His tone softens as he fondly recalls the old days when members put aside their differences at the end of the day over a glass of brandy. The softer voice remains and a smile spreads across his face as Lu enters the office to bring him a half-cup of coffee (“You are only getting half a cup,” she says before exiting).
Young was raised in California, served in the Army and captained his tugboat, according to the Almanac of American Politics.
The larger-than-life character attracts attention. Last week, an “intern survival guide” was leaked to a government watchdog group and then made public.
Young says it is true that he doesn’t like ear piercings and hands in pockets — as detailed in the intern guide. But, Young adds, “I’m a good boss.”
Unlike many in the House, Young is not an extremist. He likes to broker deals and enact laws.
He bemoans incremental legislating, saying partisanship yields power to the executive branch.
Young learned early that fostering bipartisan relationships and nurturing friendships over time would be crucial to his ability to function as the sole representative from Alaska — a large part of which, for Young, meant securing earmarks.
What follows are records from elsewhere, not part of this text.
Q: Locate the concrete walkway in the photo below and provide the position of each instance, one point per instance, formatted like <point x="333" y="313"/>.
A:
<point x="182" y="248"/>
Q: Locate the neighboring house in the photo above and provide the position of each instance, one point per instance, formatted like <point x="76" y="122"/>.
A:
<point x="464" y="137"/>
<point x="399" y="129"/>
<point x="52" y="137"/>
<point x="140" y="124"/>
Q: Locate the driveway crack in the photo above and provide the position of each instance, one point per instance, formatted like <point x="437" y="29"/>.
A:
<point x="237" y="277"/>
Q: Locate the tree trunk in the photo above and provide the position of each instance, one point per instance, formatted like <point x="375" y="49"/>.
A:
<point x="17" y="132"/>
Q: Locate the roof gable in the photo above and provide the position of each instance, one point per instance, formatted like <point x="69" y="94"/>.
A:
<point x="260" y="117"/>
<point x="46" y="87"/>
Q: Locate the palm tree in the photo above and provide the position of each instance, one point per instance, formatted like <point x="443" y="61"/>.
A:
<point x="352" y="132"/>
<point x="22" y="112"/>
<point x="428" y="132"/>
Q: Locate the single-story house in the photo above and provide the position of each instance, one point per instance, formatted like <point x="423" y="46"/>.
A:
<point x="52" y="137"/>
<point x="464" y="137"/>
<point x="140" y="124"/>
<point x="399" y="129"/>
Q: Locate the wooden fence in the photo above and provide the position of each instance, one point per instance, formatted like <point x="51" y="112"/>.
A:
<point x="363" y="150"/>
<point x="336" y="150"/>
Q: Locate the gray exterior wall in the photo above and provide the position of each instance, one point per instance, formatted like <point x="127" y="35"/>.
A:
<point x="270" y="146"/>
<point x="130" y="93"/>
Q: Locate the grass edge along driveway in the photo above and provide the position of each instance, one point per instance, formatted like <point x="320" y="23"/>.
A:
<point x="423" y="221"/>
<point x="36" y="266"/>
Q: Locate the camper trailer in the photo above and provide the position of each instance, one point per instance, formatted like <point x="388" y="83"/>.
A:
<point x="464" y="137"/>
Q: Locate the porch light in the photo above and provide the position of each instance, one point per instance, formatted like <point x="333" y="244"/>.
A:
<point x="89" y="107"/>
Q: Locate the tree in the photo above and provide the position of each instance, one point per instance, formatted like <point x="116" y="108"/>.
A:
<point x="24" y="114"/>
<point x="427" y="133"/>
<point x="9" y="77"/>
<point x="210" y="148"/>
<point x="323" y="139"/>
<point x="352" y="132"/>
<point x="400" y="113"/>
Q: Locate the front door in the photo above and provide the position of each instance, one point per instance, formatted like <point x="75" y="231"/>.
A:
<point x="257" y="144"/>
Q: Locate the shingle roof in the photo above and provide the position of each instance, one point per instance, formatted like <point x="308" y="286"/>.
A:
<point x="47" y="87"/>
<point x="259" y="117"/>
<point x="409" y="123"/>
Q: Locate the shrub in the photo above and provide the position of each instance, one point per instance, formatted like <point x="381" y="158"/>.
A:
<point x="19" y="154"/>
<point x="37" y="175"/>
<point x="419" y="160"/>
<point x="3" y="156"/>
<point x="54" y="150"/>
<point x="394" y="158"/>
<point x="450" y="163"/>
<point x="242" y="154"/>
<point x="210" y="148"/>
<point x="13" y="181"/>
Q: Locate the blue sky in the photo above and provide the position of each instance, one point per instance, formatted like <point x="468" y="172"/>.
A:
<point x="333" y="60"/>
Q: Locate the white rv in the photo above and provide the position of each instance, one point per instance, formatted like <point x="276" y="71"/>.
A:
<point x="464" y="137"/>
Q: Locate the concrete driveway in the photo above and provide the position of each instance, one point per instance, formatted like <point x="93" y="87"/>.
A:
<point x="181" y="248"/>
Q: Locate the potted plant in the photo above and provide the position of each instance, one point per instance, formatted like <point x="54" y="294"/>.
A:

“That’s what I’m elected for. What other reason is a congressman here to do? To do what?” he said.
Young has clashed with more than a few on his side of the aisle. He engaged in a fierce debate with Rep. Scott Garrett (R-N.J.) on the floor in 2007 over education. Young went toe-to-toe with then-Majority Leader Tom DeLay (R-Texas) in 2004 on a proposed gas tax increase he had pushed for. Rep. Marilyn Musgrave (R-Colo.) has said that she has “never had a man talk to me the way Mr. Young talked to me.”
He does have friends in the GOP, some of whom have donated to his campaign, including Sen. Ted Stevens (Alaska) and Reps. Dave Camp (Mich.), David Dreier (Calif.), Jim Saxton (N.J), Bill Shuster (Pa.), George Radanovich (Calif.), James Walsh (N.Y.) and Dave Weldon (Fla.), according to CQ MoneyLine.
Asked whether the Bridge to Nowhere criticism stings, Young responded emphatically, “No,” calling it a “badge of honor.”
“People talk about the bridges to nowhere. That never came out of the budget. It was money raised — dollars — tax dollars from gasoline from uses of automobiles and trucks, so it didn’t hurt too much, but people don’t understand that,” he said.
Young said the earmark moratorium advocated by the House GOP conference was driven by the right wing of the party. He also had some sharp words for the White House.
“The president has huge amounts of earmarks in his budget. What gives him the right to decide [on earmarks] … when an earmark is made by a member of Congress elected by the people and those earmarks are requested by the people?” he said. “What I don’t want is to centralize the power in the executive branch.”
He said earmark opponents “ought to read the Constitution.”
Should Young survive his GOP primary in August, the Democrats will be waiting; they are targeting his seat this cycle. “I don’t plan on losing,” says Young.
But, Young adds, “Life doesn’t stop because you don’t get reelected.”